Holographic charge localization at brane intersections

TL;DR

This paper uses holographic duality to study how charge localizes at an interface in a strongly coupled system, revealing enhanced conductivity along the interface and effects of broken translation symmetry.

Contribution

It introduces a top-down holographic model with a D3/D5 intersection to analyze charge localization and conductivity near an interface at finite temperature and density.

Findings

Charge localizes around a (1+1)-dimensional defect.

DC conductivity along the interface is significantly enhanced.

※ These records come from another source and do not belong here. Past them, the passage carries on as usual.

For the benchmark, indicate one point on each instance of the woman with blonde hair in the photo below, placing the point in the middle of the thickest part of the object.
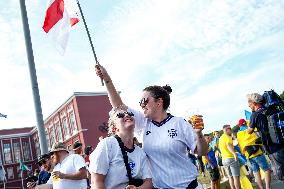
(166, 138)
(108, 166)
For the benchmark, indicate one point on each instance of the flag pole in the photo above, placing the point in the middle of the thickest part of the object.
(33, 76)
(89, 37)
(22, 179)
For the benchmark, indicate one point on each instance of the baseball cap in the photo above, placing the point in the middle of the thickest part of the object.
(242, 122)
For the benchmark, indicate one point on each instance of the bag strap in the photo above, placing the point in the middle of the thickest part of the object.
(125, 157)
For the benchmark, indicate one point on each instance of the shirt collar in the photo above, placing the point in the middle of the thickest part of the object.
(159, 124)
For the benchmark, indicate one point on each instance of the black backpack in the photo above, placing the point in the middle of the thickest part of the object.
(274, 111)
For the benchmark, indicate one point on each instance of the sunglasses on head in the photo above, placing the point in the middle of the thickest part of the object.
(143, 101)
(123, 114)
(41, 162)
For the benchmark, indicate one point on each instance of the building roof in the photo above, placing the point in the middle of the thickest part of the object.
(75, 94)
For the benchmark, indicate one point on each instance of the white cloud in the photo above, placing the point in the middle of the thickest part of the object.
(182, 43)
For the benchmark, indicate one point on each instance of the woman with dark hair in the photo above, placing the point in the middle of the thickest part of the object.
(165, 137)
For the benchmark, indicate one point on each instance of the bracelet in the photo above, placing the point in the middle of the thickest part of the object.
(199, 135)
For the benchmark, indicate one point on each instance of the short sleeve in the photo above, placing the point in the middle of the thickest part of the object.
(79, 162)
(146, 173)
(252, 123)
(99, 158)
(50, 180)
(189, 135)
(140, 120)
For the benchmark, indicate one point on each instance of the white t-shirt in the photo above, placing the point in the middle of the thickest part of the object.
(107, 160)
(71, 164)
(166, 148)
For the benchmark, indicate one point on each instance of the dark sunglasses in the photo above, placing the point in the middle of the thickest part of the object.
(41, 162)
(143, 101)
(122, 114)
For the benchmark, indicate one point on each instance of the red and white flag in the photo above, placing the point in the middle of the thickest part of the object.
(60, 16)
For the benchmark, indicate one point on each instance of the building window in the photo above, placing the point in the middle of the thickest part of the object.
(58, 131)
(37, 146)
(52, 137)
(65, 127)
(73, 121)
(26, 151)
(19, 172)
(17, 152)
(7, 153)
(10, 173)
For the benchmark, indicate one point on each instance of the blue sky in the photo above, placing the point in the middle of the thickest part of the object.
(212, 53)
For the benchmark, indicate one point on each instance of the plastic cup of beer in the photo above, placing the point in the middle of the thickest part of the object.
(197, 121)
(55, 179)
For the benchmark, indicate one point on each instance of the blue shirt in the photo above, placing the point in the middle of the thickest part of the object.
(211, 157)
(43, 177)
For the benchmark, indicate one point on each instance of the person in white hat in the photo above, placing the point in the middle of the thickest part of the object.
(70, 171)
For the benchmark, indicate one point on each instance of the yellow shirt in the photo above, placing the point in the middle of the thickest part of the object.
(223, 141)
(245, 139)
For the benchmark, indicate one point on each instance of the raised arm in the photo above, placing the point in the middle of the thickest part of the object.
(113, 95)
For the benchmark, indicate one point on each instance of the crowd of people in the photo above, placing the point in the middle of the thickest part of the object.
(165, 158)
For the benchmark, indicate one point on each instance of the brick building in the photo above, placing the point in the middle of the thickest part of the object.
(83, 117)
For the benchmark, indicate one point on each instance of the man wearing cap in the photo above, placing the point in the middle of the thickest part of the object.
(46, 165)
(259, 120)
(77, 148)
(69, 172)
(252, 150)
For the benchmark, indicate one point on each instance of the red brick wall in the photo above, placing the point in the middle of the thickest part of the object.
(93, 112)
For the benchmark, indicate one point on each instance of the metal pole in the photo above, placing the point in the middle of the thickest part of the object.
(89, 37)
(32, 69)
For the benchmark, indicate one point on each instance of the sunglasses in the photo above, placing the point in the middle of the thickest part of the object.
(42, 162)
(123, 114)
(143, 101)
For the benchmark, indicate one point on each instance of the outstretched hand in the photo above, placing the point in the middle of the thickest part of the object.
(131, 187)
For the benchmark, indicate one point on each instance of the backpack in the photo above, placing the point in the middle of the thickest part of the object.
(274, 111)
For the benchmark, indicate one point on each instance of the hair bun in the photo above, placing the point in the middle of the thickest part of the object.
(168, 88)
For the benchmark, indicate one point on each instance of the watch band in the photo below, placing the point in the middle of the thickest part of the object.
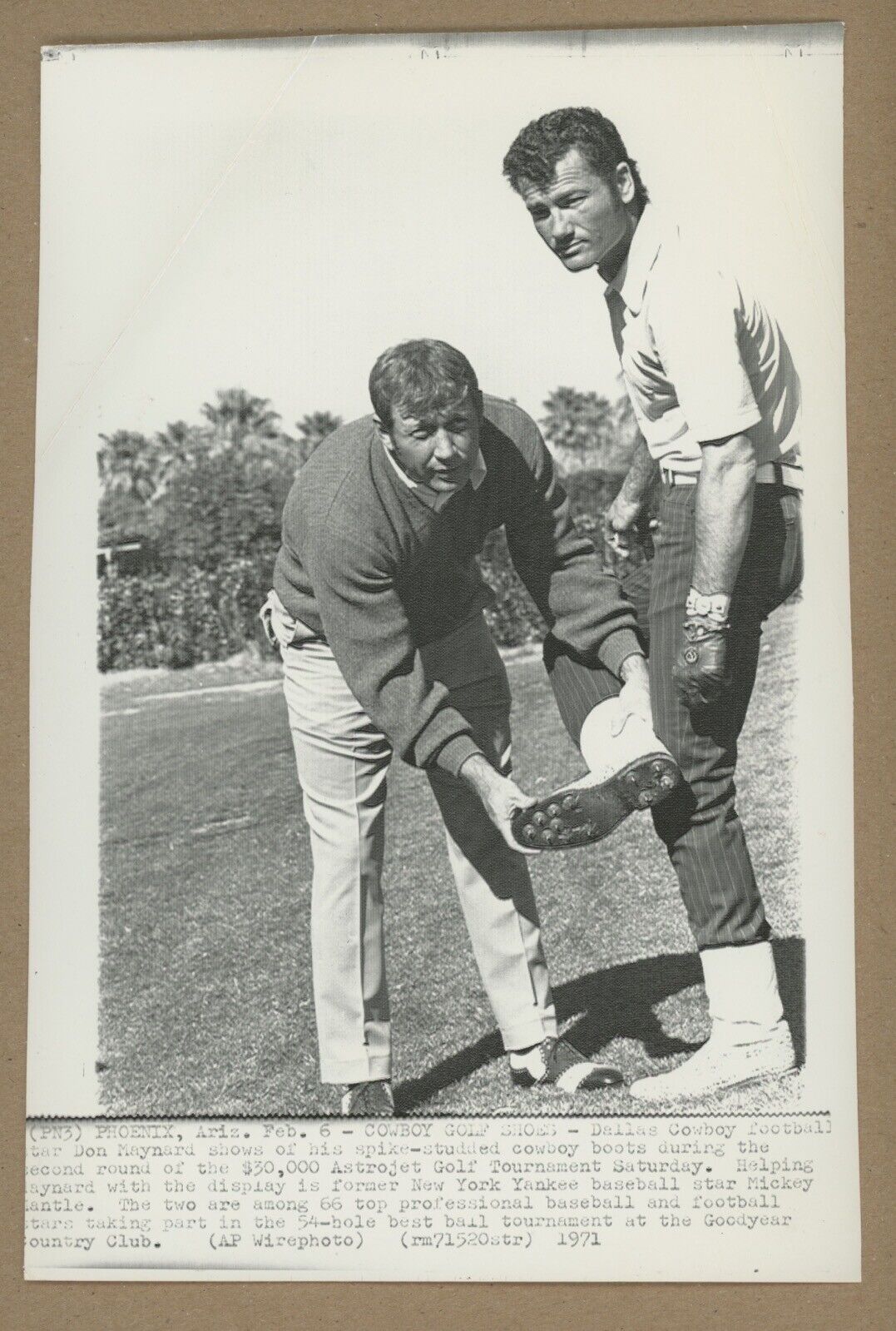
(714, 607)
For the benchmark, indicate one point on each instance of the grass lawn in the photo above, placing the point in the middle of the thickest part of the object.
(205, 957)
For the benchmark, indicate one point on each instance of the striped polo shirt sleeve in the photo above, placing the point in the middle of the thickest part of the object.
(698, 329)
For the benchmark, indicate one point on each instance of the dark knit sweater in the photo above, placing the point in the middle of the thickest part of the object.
(371, 567)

Broken translation invariance affects AC and DC conductivities.

Abstract

Using gauge/gravity duality, we investigate charge localization near an interface in a strongly coupled system. For this purpose we consider a top-down holographic model and determine its conductivities. Our model corresponds to a holographic interface which localizes charge around a (1+1)-dimensional defect in a (2+1)-dimensional system. The setup consists of a D3/D5 intersection at finite temperature and charge density. We work in the probe limit, and consider massive embeddings of a D5-brane where the mass depends on one of the field theory spatial directions, with a profile interpolating between a negative and a positive value. We compute the conductivity in the direction parallel and perpendicular to the interface. For the latter case we are able to express the DC conductivity as a function of background horizon data. At the interface, the DC conductivity in the parallel direction is enhanced up to five times with respect to that in the orthogonal one. We study the implications of broken translation invariance for the AC and DC conductivities.